There is something about inching closer to 50. I've always been fearful of getting old and, in fact, have spent way too much time worrying about how old I was and too little time just enjoying the age I was. Now that I've hit the big 4-0, the big 4-5, and am almost 46, I find that I feel a little freer albeit a bit bland. As a middle aged white women - so I've read - I am invisible. I can do things that someone ten years younger could not get away with. I can pass through life undetectable which is good in a way. But sometimes, it is frustrating - sometimes I just want to be noticed. Which, I suppose, is why I pierced my nose, wear funky clothes, and let my hair go wild.
I am a runner.
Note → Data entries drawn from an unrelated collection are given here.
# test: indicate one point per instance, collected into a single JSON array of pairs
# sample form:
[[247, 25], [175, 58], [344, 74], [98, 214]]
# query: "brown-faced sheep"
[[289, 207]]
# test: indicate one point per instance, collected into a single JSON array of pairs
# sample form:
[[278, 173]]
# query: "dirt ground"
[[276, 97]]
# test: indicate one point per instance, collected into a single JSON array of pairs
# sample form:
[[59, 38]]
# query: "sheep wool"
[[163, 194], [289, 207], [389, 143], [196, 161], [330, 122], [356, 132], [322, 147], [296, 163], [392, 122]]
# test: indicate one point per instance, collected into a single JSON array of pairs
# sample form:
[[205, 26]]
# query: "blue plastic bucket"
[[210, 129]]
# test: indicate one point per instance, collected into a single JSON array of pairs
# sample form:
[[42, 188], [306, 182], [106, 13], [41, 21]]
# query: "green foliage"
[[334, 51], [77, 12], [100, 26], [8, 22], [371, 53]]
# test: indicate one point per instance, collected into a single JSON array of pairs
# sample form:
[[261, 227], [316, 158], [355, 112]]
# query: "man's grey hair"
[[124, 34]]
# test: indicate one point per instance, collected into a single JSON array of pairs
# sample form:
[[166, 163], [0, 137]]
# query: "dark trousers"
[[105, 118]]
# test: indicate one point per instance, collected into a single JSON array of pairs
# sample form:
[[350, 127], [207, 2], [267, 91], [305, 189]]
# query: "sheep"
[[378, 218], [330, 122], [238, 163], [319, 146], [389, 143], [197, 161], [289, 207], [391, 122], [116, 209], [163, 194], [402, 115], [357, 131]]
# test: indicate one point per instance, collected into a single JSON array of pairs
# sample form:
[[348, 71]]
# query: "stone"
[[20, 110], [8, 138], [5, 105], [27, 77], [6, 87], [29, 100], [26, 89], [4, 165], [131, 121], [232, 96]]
I am a slow runner but I love to run. The act of running makes me visible. Because when one is in a group of runners, all that is noticed are those in the front and those NOT running. I like to run long distances - it is one of the areas in my life of which I am most proud. The first would be my children. I produce great kids! Smart, kind, thoughtful . . . all around fine human beings!
I like the idea that it is expected of me to voice my opinion, to say it 'like it is', to have a sort of authority about things. I hope that no one ever finds out that I really know nothing about anything. I've always been the type to dabble in a little bit of this, a little bit of that. I have a ton of interests but I've not really mastered anything to the point that I am an expert.
Anyway, the high cost of gasoline, the mystery of what-the-heck-is-in-our-food, mad cow disease, salmonella-tomatoes: all have made me jump on the 'Think Globally, eat locally' bandwagon - totally and completely. My garden - if it produces to my expectations - should provide enough vegetables to keep us in tomatoes, beans, onions, potatoes, and corn for the winter. I purchased a side of beef from a local farmer, bought wheat and a grinder, purchased laying hens - all after reading Barbara Kingsolver's book, Animal, Vegetables, Miracle.
The purpose of this blog is to share my experiences. From my marathon trip with my little brother to the middle Wisconsin to pick up goats to the covert operation required to replace my kids' chicks when the dogs 'found' them, I hope to catalog my efforts to force my family to live a more environment friendly life.